Tomorrow I drive down to Washington to attend the Ring. It will be my 17th. My first, at age 25, was the Goodall English-language production at the Coliseum in London, in December 1975, just after I graduated from the Royal Academy of Dramatic Art.
I find myself as excited to hear that E-flat as I ever was. I feel like Lennie in Of Mice and Men, eagerly pleading, “Tell me the story again, George! Tell be the story about the rabbits!” I want to be told the story again, about the love of power and the power of love, about the death of the law in the face of anarchic passion and the impossibility of love in a world of deceit.
I’m attracted by the sense of inevitability in the Ring. Everyone in it is doomed. I like that it ends neither happily nor sadly; instead that it sort of just runs out of folks. Siegfried is dead, Brunnhilde is dead. Wotan and Fricka and Loge are dead. Fafner and Fasolt have run out their string, and so have Hagen, Gunther, Hundig and Mime. Alberich and Gutrune have become irrelevant, because the ring is returned and the moral imbalance has been corrected; there’s nothing left for anyone to do, really. There’s nothing more to say except that damn D-flat theme, promising us what it promised Sieglinde – that there will be life.

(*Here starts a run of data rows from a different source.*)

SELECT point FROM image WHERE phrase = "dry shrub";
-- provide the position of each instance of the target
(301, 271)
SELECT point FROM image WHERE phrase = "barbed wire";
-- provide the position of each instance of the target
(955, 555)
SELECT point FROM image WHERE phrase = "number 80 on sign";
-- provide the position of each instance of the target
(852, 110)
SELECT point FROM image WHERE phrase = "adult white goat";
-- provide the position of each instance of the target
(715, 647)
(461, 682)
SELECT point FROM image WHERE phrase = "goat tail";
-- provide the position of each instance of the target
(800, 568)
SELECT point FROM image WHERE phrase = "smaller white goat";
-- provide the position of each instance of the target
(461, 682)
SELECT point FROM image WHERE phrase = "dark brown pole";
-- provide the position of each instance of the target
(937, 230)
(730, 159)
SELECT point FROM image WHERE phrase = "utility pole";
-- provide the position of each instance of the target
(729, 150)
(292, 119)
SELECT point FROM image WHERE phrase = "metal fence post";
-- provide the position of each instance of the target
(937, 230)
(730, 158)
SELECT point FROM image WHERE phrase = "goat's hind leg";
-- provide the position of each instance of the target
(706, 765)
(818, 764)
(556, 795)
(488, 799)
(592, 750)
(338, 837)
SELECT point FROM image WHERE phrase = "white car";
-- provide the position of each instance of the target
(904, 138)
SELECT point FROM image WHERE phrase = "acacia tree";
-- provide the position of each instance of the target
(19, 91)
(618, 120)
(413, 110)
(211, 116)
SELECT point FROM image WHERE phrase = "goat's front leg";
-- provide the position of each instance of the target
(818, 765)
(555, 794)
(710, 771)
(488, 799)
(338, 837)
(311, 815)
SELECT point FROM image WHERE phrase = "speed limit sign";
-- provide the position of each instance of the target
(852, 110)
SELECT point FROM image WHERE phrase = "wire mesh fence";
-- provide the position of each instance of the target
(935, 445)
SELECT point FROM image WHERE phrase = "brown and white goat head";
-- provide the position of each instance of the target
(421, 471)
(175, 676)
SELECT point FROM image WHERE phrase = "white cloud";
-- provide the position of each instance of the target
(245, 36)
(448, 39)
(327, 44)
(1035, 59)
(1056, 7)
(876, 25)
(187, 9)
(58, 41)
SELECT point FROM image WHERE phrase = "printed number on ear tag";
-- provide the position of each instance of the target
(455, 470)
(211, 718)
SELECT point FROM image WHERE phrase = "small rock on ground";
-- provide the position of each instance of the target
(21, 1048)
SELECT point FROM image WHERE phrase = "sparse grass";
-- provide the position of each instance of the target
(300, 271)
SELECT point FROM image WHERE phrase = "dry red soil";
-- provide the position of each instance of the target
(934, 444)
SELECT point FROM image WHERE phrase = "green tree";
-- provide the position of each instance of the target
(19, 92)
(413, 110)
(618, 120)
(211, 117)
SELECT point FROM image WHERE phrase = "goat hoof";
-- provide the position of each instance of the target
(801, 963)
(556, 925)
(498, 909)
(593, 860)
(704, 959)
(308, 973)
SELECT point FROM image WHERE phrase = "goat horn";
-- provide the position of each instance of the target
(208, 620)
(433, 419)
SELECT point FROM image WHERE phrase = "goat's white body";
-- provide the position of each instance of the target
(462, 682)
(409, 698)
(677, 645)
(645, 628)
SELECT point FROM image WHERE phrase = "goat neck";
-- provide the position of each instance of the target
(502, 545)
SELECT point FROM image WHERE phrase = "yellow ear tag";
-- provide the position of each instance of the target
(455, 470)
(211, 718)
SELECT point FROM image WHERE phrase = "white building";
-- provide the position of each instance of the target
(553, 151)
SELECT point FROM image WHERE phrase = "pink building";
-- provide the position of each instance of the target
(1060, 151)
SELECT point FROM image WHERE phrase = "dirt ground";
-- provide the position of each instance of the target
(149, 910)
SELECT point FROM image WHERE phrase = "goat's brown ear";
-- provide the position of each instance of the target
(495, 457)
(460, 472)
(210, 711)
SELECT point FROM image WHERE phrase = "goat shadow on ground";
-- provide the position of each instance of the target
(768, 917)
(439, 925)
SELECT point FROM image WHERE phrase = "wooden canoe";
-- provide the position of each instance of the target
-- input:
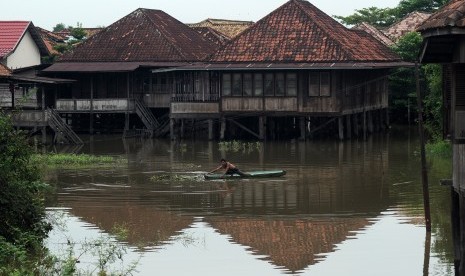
(255, 174)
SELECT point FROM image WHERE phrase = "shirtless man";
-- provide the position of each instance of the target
(229, 169)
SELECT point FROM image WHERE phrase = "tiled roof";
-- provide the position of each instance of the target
(10, 34)
(299, 32)
(50, 39)
(372, 30)
(451, 15)
(4, 71)
(229, 28)
(408, 24)
(143, 35)
(212, 35)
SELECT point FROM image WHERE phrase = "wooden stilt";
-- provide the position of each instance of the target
(210, 129)
(303, 129)
(172, 134)
(223, 128)
(370, 122)
(348, 126)
(262, 128)
(341, 128)
(364, 121)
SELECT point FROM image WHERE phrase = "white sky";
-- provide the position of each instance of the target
(93, 13)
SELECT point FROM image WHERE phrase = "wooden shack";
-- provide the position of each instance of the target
(115, 89)
(444, 43)
(295, 73)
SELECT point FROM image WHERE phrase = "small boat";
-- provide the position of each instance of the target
(255, 174)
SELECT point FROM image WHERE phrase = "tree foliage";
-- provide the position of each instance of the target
(22, 226)
(384, 17)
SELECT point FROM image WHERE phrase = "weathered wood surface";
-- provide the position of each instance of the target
(458, 167)
(200, 108)
(98, 105)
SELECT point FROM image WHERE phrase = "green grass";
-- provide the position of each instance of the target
(441, 148)
(72, 160)
(239, 146)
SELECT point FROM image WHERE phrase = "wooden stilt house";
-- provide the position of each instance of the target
(295, 73)
(444, 43)
(115, 89)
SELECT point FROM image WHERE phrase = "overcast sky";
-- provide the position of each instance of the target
(93, 13)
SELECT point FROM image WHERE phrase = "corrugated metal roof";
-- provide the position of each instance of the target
(143, 35)
(451, 15)
(299, 32)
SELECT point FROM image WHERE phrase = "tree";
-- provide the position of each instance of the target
(23, 226)
(384, 17)
(379, 17)
(59, 27)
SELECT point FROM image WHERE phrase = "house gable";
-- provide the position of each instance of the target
(299, 32)
(144, 35)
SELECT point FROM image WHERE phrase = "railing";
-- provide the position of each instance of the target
(84, 105)
(195, 97)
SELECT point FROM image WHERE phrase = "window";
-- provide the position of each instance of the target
(291, 84)
(258, 84)
(237, 85)
(269, 84)
(319, 84)
(226, 84)
(247, 84)
(280, 85)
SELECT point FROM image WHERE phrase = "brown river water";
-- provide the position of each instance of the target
(343, 208)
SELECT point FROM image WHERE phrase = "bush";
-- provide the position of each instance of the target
(22, 216)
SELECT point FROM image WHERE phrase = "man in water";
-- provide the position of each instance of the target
(229, 168)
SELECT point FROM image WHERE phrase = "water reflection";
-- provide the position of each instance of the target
(340, 204)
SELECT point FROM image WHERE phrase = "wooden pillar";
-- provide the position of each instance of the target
(223, 128)
(370, 122)
(303, 129)
(341, 127)
(355, 123)
(349, 126)
(172, 134)
(210, 129)
(262, 127)
(91, 116)
(364, 121)
(182, 129)
(44, 131)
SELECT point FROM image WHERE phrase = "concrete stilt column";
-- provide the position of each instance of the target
(210, 129)
(349, 126)
(303, 129)
(262, 128)
(223, 128)
(341, 127)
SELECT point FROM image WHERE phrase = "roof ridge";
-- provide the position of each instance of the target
(318, 24)
(165, 37)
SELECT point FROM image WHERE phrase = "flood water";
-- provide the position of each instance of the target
(344, 208)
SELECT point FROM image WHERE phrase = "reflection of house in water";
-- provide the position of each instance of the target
(289, 243)
(444, 43)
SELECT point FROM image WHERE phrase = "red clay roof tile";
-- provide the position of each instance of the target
(10, 34)
(143, 35)
(451, 15)
(299, 32)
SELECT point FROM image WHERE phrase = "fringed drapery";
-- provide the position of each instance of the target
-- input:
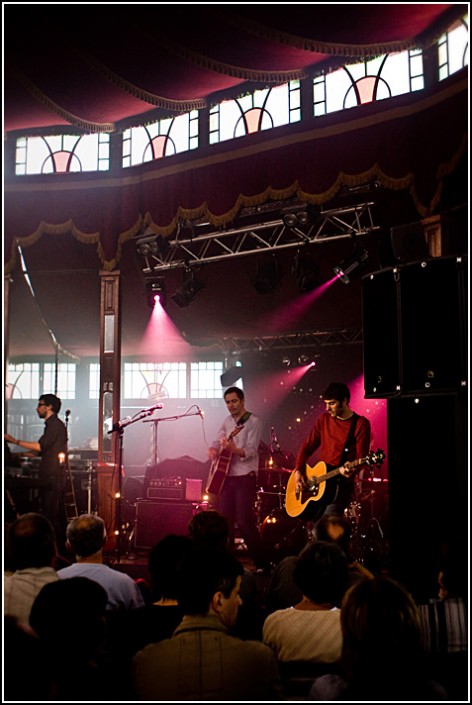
(406, 144)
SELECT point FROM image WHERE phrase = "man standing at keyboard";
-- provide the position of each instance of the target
(52, 448)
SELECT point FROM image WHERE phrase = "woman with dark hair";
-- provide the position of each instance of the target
(382, 657)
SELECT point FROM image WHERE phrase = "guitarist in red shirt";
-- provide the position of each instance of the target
(233, 475)
(341, 435)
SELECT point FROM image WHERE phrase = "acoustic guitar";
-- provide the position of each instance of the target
(315, 486)
(220, 466)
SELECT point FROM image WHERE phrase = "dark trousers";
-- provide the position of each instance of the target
(237, 503)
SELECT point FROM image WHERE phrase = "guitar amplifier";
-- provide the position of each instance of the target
(168, 488)
(154, 520)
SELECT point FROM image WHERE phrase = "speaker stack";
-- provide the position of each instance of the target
(415, 328)
(415, 356)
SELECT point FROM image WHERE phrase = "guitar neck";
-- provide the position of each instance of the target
(336, 471)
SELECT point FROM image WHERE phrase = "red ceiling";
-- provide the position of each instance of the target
(98, 65)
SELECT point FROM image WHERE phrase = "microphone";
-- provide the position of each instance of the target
(121, 424)
(274, 439)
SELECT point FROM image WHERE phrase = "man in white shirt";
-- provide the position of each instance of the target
(86, 536)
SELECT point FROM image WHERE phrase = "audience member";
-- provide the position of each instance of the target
(382, 658)
(202, 661)
(86, 537)
(444, 624)
(210, 528)
(311, 630)
(31, 554)
(27, 674)
(130, 630)
(69, 618)
(282, 591)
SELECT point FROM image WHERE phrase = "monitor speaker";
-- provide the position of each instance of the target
(154, 520)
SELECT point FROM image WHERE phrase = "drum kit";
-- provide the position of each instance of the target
(284, 535)
(368, 541)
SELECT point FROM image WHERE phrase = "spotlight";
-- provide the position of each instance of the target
(269, 275)
(231, 376)
(306, 271)
(295, 216)
(156, 289)
(190, 288)
(348, 267)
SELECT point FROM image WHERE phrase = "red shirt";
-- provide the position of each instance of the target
(329, 435)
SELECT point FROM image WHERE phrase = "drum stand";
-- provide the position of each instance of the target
(367, 535)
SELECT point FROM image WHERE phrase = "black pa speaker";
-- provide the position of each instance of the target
(154, 520)
(415, 328)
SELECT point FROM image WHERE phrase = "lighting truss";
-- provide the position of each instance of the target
(200, 244)
(316, 339)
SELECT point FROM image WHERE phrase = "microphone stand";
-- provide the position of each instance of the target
(119, 428)
(166, 418)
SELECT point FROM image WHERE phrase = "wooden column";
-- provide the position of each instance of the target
(109, 402)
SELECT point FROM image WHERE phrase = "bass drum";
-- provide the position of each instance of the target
(282, 535)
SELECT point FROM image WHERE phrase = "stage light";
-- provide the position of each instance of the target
(306, 271)
(350, 266)
(231, 376)
(152, 245)
(156, 289)
(297, 215)
(191, 287)
(268, 276)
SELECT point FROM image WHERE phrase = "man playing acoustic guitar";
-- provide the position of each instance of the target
(233, 476)
(342, 436)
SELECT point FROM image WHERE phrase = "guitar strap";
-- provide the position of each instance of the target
(349, 439)
(244, 418)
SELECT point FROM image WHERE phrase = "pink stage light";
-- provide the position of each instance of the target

So I await the big, big tale, told this time through a distinctly American perspective. How the natural world was injured, and the World Ash Tree eventually died, by acts of greed and negligence. How those with power gained it by forsaking compassion. How those with compassion defeated the powerful by destroying everything — including themselves — in a blaze of defiant humanity.
How that ol’ river just keeps rolling along.